強制字幕とは映像の画面上に表示される文字列で、通常の字幕と違って非表示にはできません。目的は、それ以外の方法や映像、音声では伝えられない情報を視聴者や観客に提供し、ストーリーや話の流れを理解してもらうことです。
ストーリーの理解を助ける強制字幕
強制字幕がどのような場合に使われるのか、例を挙げて見ていきましょう。
1. メインの言語以外の言語での発話
例えば主に日本語の話者に向けられた日本語のストーリーの中で外国語を話す人物が登場する場合(例えば2023年、こんなドラマが話題になりました)、「外国語による発話」ということ自体が意味を帯びます。ですから、その発話を吹き替えるのではなく、字幕として表示することで、発話内容の意味と、それが別の言葉で発せられたということを同時に示すことができるのです。架空の言語による発話に当てられる字幕も同様の意味合いを持ちます。
2. 外国語などの文字情報
画面上に表示される外国語の文字列、標識、ラベル、さらに登場人物にしか分からない記号やサインなどが重要な意味を持つ場合も、字幕で意味を表示することが物語理解の鍵となるでしょう。
3. 手話
手話によるコミュニケーションが描かれている映像の場合、字幕がなければ手話を理解しない視聴者・観客は、話に取り残されてしまいます。手話と音声言語を共に強制字幕として表示すれば、聴覚に障害のある人とない人の双方に向けられた、よりインクルーシブな作品にできるかもしれません。
4. メインの言語での発話内容の明確化
例えばドキュメンタリー作品などで、録音された言葉が雑音にかき消されたり、一部不明瞭であったりする場合、そのままでは事実やメッセージを伝えることが難しくなるでしょう。そのような場合にも、作り手が、発話内容を文字情報として示すケースがあります。
5. 科学や歴史、文化などの背景情報
視聴者・観客にとってなじみのない背景知識が、ストーリーの流れや作品の意図を理解する上で欠かせない場合、発話された内容とは別の情報が画面上に表示される場合もあるでしょう。例えば、業界用語の解説、単位の換算、歴史や地理的な背景、科学的なバックグラウンドなどです。
質の高い強制字幕
強制字幕は、視聴者・観客の理解を助け、より良い視聴体験をもたらすものです。適切な字幕の挿入により、効果的なメッセージの発信が可能になるのです。

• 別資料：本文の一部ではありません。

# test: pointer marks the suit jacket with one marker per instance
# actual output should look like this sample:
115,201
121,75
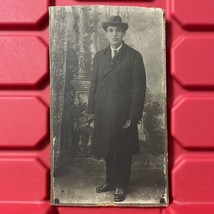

ボックスタブでは、テープ起こしをした内容を別の言語に訳して字幕にする一般的な「外国語字幕」や、クローズドキャプションに加え、そして、動画・映像のメッセージを的確に伝えるための強制字幕の制作も行っています。多くの人々に動画を届けたい、そんな作り手の思いに寄り添って細やかなサービスを提供しています。
まとめ
強制字幕(FN字幕)は視聴者・観客グループによって表示・非表示されるか非表示になるかが分かれるものではなく、常に表示されるものです。強制字幕が用いられるのは、物語の中で第2、第3の言語が発話される場面や、外国語の文字情報、手話などが登場する場面など多くのシチュエーションが考えられます。いずれの場合も、観客や視聴者に対し、意図したストーリーやメッセージを正確に伝えることがその目的です。